Okay, I finally have internet back up and running. What a week!

Today begins the last week of our month with the Zarathushtis and because the last few days were a little spastic in terms of blog posts, I thought I would provide some background/updates.

Project Conversion has become a refuge for the unexpected. Each month seems to have its own surprise to either challenge or illumine the faiths to which I belong and this month is no exception. In fact, as many of you are aware, March has been particularly challenging. This challenge with the faith (remember the post on conversion?) was punctuated by the recent purchase of our new home. If you’ve ever purchased a home or even just moved from one place to another, you are aware of the upheaval involved. As with many faiths, a devotee grows accustomed to certain rituals, practices, and methods that identify them with their faith throughout the day. Once we began the move, which also included some renovation of the new place, all forms of ritual went out the window. Prayers and meditation, once practiced early in the morning and for long periods, were snatched up like meals at a drive-through: quick and efficient, though not entirely healthy.

Taking a break from sanding floors and painting to read the Gathas

 

This snatch-and-grab method of spirituality produced some interesting results. I was (still am) already in a weakened spiritual state due to my struggles with connecting to the faith. Now, with the advent of a new home purchase, everything was pushed even further back. Every action was rushed; I was going through the motions. The “old”, pre-Project Conversion Andrew rose to the surface. The sacred Zarathushti ember I had struggled to keep alive slowly grew cold.

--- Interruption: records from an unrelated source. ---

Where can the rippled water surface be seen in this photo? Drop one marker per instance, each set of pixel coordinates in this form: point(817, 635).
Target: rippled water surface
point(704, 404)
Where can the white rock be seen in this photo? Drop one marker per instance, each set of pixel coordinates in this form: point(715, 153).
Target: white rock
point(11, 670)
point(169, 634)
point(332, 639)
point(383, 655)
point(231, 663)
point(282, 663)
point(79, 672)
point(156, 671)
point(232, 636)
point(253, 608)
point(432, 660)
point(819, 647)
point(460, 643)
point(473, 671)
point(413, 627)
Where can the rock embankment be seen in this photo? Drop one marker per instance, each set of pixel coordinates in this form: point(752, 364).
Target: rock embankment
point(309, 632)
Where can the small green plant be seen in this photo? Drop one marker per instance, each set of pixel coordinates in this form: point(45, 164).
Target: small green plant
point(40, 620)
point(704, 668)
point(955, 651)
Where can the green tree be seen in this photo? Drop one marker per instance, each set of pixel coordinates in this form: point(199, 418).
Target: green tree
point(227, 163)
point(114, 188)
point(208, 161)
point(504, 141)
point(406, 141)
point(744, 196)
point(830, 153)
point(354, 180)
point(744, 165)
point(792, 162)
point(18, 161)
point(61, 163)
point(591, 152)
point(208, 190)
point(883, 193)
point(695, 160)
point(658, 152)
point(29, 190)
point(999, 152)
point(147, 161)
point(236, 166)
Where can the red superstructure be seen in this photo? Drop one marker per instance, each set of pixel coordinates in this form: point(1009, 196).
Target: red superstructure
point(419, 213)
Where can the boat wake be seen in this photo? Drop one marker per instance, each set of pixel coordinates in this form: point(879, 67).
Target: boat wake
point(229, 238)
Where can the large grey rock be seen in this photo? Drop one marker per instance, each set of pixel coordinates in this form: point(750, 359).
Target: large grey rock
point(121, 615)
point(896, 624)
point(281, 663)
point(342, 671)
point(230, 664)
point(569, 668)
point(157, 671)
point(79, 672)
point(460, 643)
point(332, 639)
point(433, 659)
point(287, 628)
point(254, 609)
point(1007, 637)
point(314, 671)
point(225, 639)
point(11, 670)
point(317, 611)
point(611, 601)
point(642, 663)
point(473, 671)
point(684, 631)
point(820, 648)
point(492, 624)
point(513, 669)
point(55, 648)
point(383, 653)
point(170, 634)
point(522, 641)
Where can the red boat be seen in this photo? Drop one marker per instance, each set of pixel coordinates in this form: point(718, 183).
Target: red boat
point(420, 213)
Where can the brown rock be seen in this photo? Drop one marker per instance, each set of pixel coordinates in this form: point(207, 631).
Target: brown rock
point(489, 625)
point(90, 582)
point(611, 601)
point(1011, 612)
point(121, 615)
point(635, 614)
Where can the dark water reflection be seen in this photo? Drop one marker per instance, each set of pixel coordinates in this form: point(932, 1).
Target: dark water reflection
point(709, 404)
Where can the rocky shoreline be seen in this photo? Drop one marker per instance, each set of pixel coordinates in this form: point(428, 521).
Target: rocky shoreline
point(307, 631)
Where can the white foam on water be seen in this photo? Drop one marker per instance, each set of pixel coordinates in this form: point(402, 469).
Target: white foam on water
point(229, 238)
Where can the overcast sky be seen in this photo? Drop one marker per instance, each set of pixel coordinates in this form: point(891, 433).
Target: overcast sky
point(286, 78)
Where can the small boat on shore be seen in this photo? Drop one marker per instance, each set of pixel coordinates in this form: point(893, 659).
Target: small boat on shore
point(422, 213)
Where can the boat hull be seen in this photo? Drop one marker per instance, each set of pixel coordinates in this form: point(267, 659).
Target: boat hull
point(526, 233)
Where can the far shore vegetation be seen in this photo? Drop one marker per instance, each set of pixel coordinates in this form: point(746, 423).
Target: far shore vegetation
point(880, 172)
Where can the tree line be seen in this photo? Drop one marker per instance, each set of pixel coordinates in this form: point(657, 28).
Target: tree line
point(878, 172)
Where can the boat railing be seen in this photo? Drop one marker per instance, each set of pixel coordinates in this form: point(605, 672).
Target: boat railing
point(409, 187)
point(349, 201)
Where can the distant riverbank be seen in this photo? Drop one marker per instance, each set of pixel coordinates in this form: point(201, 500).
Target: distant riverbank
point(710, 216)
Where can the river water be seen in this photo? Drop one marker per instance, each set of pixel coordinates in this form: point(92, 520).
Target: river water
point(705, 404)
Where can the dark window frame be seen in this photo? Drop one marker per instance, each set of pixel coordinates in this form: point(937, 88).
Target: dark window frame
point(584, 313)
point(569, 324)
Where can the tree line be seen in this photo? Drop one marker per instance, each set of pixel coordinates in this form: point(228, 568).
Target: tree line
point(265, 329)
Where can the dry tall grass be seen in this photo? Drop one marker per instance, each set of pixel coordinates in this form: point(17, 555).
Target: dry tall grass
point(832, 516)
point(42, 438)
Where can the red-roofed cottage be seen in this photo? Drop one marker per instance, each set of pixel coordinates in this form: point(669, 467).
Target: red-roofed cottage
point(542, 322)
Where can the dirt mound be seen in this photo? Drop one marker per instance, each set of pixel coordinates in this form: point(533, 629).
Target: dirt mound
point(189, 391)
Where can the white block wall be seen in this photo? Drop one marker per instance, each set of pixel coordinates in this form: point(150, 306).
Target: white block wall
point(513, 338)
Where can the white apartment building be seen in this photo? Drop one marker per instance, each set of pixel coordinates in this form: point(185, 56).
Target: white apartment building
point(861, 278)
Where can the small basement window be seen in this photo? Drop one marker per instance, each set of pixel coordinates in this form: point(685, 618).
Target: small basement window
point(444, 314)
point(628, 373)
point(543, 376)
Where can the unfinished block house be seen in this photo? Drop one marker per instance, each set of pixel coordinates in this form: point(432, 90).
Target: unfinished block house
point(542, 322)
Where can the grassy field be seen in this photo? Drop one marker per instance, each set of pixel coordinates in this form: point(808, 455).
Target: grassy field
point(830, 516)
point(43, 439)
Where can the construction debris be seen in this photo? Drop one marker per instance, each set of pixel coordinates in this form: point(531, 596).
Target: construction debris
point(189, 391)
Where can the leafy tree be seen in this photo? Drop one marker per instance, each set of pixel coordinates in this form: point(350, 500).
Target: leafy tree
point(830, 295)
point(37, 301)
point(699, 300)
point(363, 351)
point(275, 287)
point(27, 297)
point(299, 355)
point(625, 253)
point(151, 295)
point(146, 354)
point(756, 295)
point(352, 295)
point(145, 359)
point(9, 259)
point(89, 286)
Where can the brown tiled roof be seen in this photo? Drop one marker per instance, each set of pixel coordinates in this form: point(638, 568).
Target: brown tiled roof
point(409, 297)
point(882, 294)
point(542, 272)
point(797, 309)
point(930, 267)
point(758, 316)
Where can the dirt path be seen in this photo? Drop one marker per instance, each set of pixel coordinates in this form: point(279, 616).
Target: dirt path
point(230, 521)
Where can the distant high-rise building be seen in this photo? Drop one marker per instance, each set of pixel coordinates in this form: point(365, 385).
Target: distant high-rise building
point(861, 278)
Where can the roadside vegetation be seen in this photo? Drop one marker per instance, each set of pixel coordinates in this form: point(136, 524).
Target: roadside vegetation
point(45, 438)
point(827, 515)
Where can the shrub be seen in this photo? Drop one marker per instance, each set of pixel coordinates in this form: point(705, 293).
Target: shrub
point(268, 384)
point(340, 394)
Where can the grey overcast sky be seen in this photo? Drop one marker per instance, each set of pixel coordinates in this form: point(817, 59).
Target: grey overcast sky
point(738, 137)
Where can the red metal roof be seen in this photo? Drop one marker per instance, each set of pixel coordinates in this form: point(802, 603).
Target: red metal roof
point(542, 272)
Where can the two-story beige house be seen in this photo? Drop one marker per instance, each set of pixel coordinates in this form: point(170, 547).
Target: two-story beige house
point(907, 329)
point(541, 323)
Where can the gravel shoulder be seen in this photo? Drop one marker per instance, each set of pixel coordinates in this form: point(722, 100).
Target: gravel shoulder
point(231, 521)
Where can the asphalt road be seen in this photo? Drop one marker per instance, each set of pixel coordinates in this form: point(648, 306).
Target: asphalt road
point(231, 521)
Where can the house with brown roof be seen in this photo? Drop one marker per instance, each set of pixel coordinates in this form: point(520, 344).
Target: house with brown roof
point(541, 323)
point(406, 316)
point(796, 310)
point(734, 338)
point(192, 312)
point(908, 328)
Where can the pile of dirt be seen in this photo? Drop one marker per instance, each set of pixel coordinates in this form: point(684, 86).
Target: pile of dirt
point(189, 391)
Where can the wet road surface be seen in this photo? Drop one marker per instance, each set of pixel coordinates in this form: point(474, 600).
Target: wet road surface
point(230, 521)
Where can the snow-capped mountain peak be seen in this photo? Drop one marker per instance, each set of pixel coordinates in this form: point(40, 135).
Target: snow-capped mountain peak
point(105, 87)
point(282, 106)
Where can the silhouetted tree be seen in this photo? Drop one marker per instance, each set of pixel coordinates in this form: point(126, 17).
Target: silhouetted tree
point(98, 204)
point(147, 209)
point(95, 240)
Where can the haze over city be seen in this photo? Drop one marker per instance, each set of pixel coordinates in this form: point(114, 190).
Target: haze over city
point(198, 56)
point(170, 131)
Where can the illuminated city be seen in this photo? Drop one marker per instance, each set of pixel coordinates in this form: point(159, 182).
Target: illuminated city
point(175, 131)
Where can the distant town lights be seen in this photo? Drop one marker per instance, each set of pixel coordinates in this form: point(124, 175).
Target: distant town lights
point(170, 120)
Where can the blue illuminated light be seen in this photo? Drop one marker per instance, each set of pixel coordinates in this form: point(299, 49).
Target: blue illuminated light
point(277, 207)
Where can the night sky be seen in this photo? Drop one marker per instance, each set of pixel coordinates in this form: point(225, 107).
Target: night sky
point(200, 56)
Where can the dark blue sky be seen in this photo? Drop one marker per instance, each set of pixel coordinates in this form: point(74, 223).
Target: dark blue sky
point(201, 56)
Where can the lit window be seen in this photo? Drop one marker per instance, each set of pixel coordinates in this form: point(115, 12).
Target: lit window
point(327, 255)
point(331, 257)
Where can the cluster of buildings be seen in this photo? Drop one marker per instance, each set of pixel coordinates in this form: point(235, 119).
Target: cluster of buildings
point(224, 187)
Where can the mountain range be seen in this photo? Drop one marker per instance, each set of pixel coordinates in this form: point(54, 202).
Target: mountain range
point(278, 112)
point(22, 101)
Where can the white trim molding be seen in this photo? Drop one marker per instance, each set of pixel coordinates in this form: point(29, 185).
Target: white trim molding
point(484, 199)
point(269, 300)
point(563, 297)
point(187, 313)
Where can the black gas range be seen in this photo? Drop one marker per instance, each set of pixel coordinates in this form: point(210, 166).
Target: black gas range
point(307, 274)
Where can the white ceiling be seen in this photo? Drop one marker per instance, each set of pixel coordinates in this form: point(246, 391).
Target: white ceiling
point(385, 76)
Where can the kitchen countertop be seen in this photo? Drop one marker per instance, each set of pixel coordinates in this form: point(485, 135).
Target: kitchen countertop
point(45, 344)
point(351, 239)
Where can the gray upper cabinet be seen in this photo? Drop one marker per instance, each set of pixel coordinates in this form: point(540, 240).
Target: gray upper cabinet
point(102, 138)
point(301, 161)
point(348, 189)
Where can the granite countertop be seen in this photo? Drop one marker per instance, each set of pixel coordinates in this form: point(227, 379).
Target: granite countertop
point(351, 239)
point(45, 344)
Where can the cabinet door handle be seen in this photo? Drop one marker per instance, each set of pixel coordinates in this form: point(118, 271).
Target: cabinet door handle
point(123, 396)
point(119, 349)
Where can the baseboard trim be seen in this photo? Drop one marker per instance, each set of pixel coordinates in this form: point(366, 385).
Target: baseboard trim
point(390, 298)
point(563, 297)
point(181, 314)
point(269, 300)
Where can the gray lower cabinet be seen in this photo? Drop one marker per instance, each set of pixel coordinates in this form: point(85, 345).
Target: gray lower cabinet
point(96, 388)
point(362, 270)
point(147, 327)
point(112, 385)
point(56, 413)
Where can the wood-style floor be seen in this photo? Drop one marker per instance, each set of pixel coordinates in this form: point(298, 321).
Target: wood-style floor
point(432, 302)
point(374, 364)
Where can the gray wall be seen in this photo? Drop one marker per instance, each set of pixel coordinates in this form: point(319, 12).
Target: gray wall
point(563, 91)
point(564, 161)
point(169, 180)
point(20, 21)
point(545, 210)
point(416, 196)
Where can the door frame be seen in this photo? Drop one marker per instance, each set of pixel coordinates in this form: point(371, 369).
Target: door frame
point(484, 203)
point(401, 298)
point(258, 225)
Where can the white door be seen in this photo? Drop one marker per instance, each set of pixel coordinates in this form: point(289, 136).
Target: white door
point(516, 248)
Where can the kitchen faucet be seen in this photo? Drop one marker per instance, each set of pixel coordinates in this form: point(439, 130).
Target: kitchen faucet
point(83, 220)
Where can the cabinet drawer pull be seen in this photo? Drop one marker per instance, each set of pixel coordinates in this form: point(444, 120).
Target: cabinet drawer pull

Spirituality turned into religion.

The rush of life combined with the sectarian/philosophical conflicts within the faith have bombarded the foundations I’ve built thus far…and I’m still assessing the damage. But all of this forced me to consider the nature of religion in our lives. For two months I had completely transformed and felt closer to the divine than ever before–and in new ways. Now, I’m struggling to keep afloat. Look at your own spiritual lives and those of your religious community. How often are we distracted by the rush of life and the superficial aspects like dogma, ritual, and tenets? The evidence is everywhere in the form of denomination formation and sectarian violence. These are the factors that separate us from the divine and from one another. My worry about doing the right prayer at the right time, about believing/following a method in a specific way removed me from the ultimate focus: my individual relationship to the spiritual. Process trumped relationship.

This is the seed of our separation…from everything. I had forgotten what Zarathushtra taught me about living life to its fullest and the balance between living and my relationship with the divine. If saying a prayer in the presence of an open flame isn’t practical because you are in the middle of painting, don’t sweat it. Take a break and recite a short passage from the Gathas outside in the fresh air, or say the prayer to yourself, focusing on the divine spark (the fravashi) within us all.

I’m sorry. This post kinda took a life of its own, as I intended to talk about other things as well, but I think these issues are important. So often we get wrapped up in the methods of our religion that we forget what they are there for to begin with: to relate to the divine. Again and again Zarathushtra spoke against superstition and useless ritual. Many of his contemporaries preached the same message. When will we shed the garb of tired, stale ritual and simply tend the fires within us?